After father’s death, we held a private, closed-casket funeral. Mother had changed drastically after that day. She still loved me with every piece of her broken heart, even more so because I was all she had left in the world. She wanted me to be secure and have a male head of the house to look up to. She, in time, remarried. With her new husband, she added a new strand of pearls to her prized necklace. Not long into the union, her new husband suggested the idea of having children. She quickly grew angry and burst into a million questions as to why I was not good enough to be his heir. I watched silently from a landing on the staircase as the man tried to relax her, but she suddenly turned completely blank and walked away. She would soon return, axe in hand, and almost as though something had taken over her, she swiftly beheaded her groom. The man’s body fell to the floor with a thud and then her mind appeared to click back to normal, except she embraced the headless body begging:
“George, please forgive me…”.
This happened multiple times. A new husband and father-figure would come into our lives. With each newcomer also came a new strand of pearls. The new man would ask her to give him a child of their own and, like that, my mother would disappear. A monster would take her place.
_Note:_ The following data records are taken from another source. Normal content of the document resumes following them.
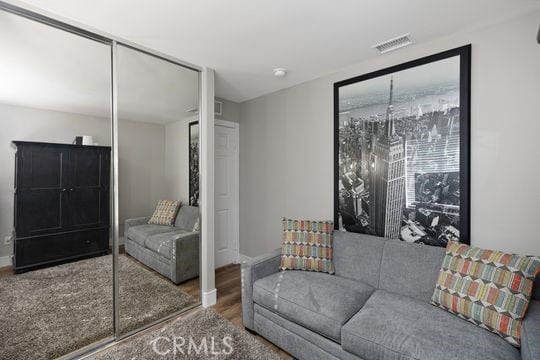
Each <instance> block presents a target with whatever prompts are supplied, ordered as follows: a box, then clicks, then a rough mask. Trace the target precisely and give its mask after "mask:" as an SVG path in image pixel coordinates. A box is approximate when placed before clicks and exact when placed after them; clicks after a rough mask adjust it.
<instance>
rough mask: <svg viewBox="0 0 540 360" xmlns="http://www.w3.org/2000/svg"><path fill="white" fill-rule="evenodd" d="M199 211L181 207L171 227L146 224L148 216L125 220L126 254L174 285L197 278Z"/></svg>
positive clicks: (124, 235)
mask: <svg viewBox="0 0 540 360" xmlns="http://www.w3.org/2000/svg"><path fill="white" fill-rule="evenodd" d="M198 219H199V208H198V207H194V206H182V207H180V210H179V211H178V215H177V216H176V221H175V223H174V226H167V225H154V224H148V220H150V216H148V217H141V218H136V219H128V220H126V223H125V234H124V238H125V241H126V243H125V244H126V245H125V246H126V253H127V254H129V255H131V256H133V257H134V258H135V259H137V260H139V261H140V262H142V263H143V264H145V265H146V266H148V267H150V268H152V269H154V270H155V271H157V272H158V273H160V274H162V275H164V276H166V277H167V278H169V279H171V281H172V282H173V283H175V284H179V283H181V282H184V281H186V280H189V279H192V278H195V277H197V276H199V231H193V227H194V226H195V224H196V223H197V221H198Z"/></svg>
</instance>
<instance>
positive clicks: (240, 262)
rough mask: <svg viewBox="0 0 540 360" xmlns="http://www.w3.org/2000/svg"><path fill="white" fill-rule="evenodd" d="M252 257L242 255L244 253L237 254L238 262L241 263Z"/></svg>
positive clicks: (242, 262) (239, 263) (238, 262)
mask: <svg viewBox="0 0 540 360" xmlns="http://www.w3.org/2000/svg"><path fill="white" fill-rule="evenodd" d="M251 259H252V258H251V257H250V256H247V255H244V254H238V263H239V264H242V263H245V262H248V261H250V260H251Z"/></svg>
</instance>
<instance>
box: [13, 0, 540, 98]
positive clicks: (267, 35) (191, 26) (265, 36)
mask: <svg viewBox="0 0 540 360" xmlns="http://www.w3.org/2000/svg"><path fill="white" fill-rule="evenodd" d="M11 2H14V3H17V2H15V1H11ZM25 3H28V4H31V5H34V6H37V7H40V8H42V9H45V10H47V11H50V12H52V13H55V14H58V15H61V16H64V17H67V18H70V19H73V20H75V21H78V22H80V23H84V24H87V25H89V26H92V27H95V28H98V29H100V30H103V31H105V32H108V33H112V34H115V35H117V36H120V37H123V38H126V39H128V40H131V41H134V42H137V43H140V44H142V45H145V46H147V47H151V48H154V49H157V50H160V51H162V52H164V53H168V54H171V55H173V56H176V57H179V58H181V59H183V60H186V61H189V62H192V63H196V64H199V65H206V66H209V67H212V68H214V69H215V70H216V72H217V79H216V94H217V96H220V97H223V98H226V99H229V100H232V101H237V102H241V101H244V100H247V99H251V98H254V97H257V96H260V95H263V94H266V93H269V92H273V91H276V90H279V89H282V88H285V87H289V86H292V85H295V84H298V83H301V82H305V81H307V80H310V79H314V78H317V77H320V76H322V75H325V74H329V73H332V72H334V71H336V70H338V69H340V68H342V67H345V66H348V65H351V64H353V63H356V62H359V61H363V60H365V59H368V58H370V57H374V56H380V55H378V54H377V53H376V52H375V50H373V49H371V45H373V44H375V43H378V42H381V41H384V40H387V39H389V38H392V37H395V36H398V35H401V34H403V33H407V32H410V33H411V37H412V38H413V40H414V41H415V42H426V41H429V40H433V39H436V38H438V37H442V36H445V35H449V34H451V33H455V32H458V31H461V30H464V29H468V28H474V27H477V26H481V25H483V24H484V25H485V24H487V23H491V22H494V21H498V20H500V19H502V18H506V17H508V18H509V17H511V16H516V15H518V14H521V13H525V12H531V11H534V10H537V9H539V8H540V3H539V2H538V1H537V0H474V1H471V0H371V1H367V0H364V1H361V0H294V1H290V0H289V1H286V0H227V1H216V0H213V1H212V0H161V1H155V0H153V1H152V0H137V1H133V0H115V1H110V0H93V1H73V0H26V1H25ZM276 67H285V68H287V69H288V70H289V74H288V76H287V77H286V78H283V79H277V78H275V77H273V75H272V69H274V68H276Z"/></svg>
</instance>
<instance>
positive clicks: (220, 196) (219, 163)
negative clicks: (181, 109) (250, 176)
mask: <svg viewBox="0 0 540 360" xmlns="http://www.w3.org/2000/svg"><path fill="white" fill-rule="evenodd" d="M238 163H239V158H238V124H236V123H232V122H228V121H223V120H216V128H215V170H214V171H215V189H214V190H215V209H216V214H215V235H214V236H215V245H214V248H215V264H216V268H217V267H220V266H224V265H227V264H231V263H234V262H238V221H239V220H238V216H239V213H238V207H239V199H238V191H239V189H238V188H239V183H238V176H239V174H238Z"/></svg>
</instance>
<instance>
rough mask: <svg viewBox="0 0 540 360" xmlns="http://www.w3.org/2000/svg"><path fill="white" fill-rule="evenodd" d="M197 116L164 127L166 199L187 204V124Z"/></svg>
mask: <svg viewBox="0 0 540 360" xmlns="http://www.w3.org/2000/svg"><path fill="white" fill-rule="evenodd" d="M197 120H198V117H197V116H190V117H188V118H185V119H182V120H179V121H175V122H172V123H168V124H167V125H165V163H166V164H167V166H166V167H165V188H166V190H167V198H168V199H171V200H180V201H182V204H184V205H188V204H189V123H190V122H192V121H197Z"/></svg>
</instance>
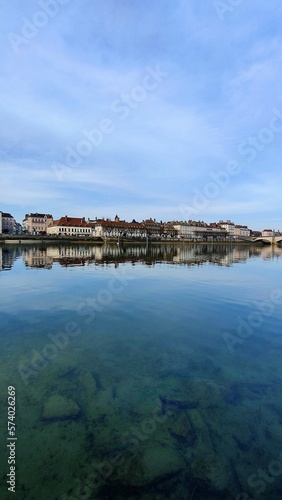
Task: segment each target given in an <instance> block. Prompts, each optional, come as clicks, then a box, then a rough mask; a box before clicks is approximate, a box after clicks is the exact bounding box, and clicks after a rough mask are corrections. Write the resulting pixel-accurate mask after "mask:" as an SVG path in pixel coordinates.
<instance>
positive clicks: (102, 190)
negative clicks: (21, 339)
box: [0, 0, 282, 230]
mask: <svg viewBox="0 0 282 500" xmlns="http://www.w3.org/2000/svg"><path fill="white" fill-rule="evenodd" d="M1 6H2V9H1V10H2V12H1V19H0V33H1V35H0V60H1V65H0V95H1V101H0V107H1V113H0V121H1V123H0V210H2V211H3V212H10V213H11V214H12V215H13V216H14V217H15V218H16V220H17V221H19V222H21V221H22V219H23V218H24V215H25V214H26V213H31V212H39V213H51V214H52V215H53V217H54V218H59V217H61V216H63V215H68V216H73V217H86V218H88V217H89V218H90V219H94V218H95V217H98V218H101V217H106V218H107V217H108V218H114V217H115V215H116V214H118V215H119V217H120V218H121V219H125V220H129V221H131V220H132V219H136V220H139V221H142V220H143V219H146V218H149V217H152V218H156V219H157V220H163V221H170V220H190V219H192V220H196V221H198V220H204V221H205V222H214V221H219V220H228V219H229V220H232V221H234V222H235V223H236V224H244V225H248V226H249V227H250V228H251V229H256V230H263V229H265V228H275V229H276V230H277V229H280V230H282V203H281V199H282V196H281V194H282V187H281V182H279V181H280V179H281V167H280V165H281V157H282V155H281V152H282V140H281V139H282V92H281V81H282V64H281V60H282V33H281V19H282V3H281V0H271V1H268V2H266V1H265V0H249V1H246V0H173V1H172V0H154V1H152V0H139V1H138V0H79V1H78V0H39V1H34V0H26V1H25V2H22V0H13V2H11V0H2V4H1Z"/></svg>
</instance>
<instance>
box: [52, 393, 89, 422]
mask: <svg viewBox="0 0 282 500" xmlns="http://www.w3.org/2000/svg"><path fill="white" fill-rule="evenodd" d="M80 415H81V409H80V407H79V406H78V404H77V403H76V402H75V401H73V400H72V399H70V398H66V397H65V396H61V395H59V394H52V396H50V397H49V399H47V401H46V402H45V403H44V406H43V414H42V419H43V420H66V419H74V418H79V417H80Z"/></svg>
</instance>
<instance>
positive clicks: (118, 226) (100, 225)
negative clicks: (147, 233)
mask: <svg viewBox="0 0 282 500" xmlns="http://www.w3.org/2000/svg"><path fill="white" fill-rule="evenodd" d="M96 225H97V226H102V227H112V228H114V227H116V228H119V227H121V228H123V229H126V228H128V229H130V228H131V229H145V226H144V224H141V223H140V222H124V221H119V222H117V221H112V220H103V221H101V222H98V224H96Z"/></svg>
Finally, not long after I had my twelfth birthday, my mother had been caught in the act of beheading her then husband by a groundskeeper peering in through a window. He ran to town and told the authorities. It was over. With an investigation of the grounds, they found small graves that contained each victim. Her crimes considered, she was sentenced to death by beheading. Her last request was that I hold onto her only other cherished possession, the strands of pearls. Before being brought to her fate, she placed the pearls in my hand, kissed it, and said to me:
“Mummy’s not a monster, Eddie. Please forgive me.”
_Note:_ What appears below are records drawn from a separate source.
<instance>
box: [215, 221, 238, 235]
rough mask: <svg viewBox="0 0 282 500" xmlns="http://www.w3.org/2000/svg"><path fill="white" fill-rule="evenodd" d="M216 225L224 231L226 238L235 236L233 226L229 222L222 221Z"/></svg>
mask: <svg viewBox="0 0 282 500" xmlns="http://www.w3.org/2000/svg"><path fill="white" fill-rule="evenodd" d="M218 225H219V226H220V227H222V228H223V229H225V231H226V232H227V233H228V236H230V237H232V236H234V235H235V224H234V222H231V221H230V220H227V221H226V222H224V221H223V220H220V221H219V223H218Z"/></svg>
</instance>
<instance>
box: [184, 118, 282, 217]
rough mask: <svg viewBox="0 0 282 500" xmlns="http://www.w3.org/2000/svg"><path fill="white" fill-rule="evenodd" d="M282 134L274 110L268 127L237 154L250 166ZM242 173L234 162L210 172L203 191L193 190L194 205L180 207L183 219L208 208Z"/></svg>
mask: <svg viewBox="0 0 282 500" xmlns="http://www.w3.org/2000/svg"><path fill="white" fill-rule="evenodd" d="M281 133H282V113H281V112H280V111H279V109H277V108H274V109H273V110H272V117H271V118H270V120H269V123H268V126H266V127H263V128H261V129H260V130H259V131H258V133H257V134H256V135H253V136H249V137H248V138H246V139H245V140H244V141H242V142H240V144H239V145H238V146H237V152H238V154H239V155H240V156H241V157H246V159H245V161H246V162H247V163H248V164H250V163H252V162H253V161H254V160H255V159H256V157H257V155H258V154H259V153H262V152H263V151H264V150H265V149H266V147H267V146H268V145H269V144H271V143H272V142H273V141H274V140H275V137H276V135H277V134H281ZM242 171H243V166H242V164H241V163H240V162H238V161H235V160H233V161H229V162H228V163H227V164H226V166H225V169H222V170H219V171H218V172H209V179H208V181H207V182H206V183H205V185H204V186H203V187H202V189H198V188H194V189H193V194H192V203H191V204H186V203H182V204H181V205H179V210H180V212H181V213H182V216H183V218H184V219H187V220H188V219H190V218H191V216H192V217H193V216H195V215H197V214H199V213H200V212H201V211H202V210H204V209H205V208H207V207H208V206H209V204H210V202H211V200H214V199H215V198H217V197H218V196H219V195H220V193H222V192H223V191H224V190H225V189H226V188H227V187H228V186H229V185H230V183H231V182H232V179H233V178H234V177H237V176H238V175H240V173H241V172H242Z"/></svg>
With that moment, I was now alone. My siblings were gone, my father was gone, and now the only family I had left was taken from me. Undoubtedly, I feared her, but she loved me more than anyone could ever understand. We were all each other had.
To know that the tale of the black widow bride has passed through this city as child’s play is a terrible blow to my family history. On the outside, I understand the fear it induces. On the inside, I will always remember every last victim, the cries and prayers of forgiveness from my mother will forever ring in my ears. She may have been a monster to them, but in my heart she was still my mother.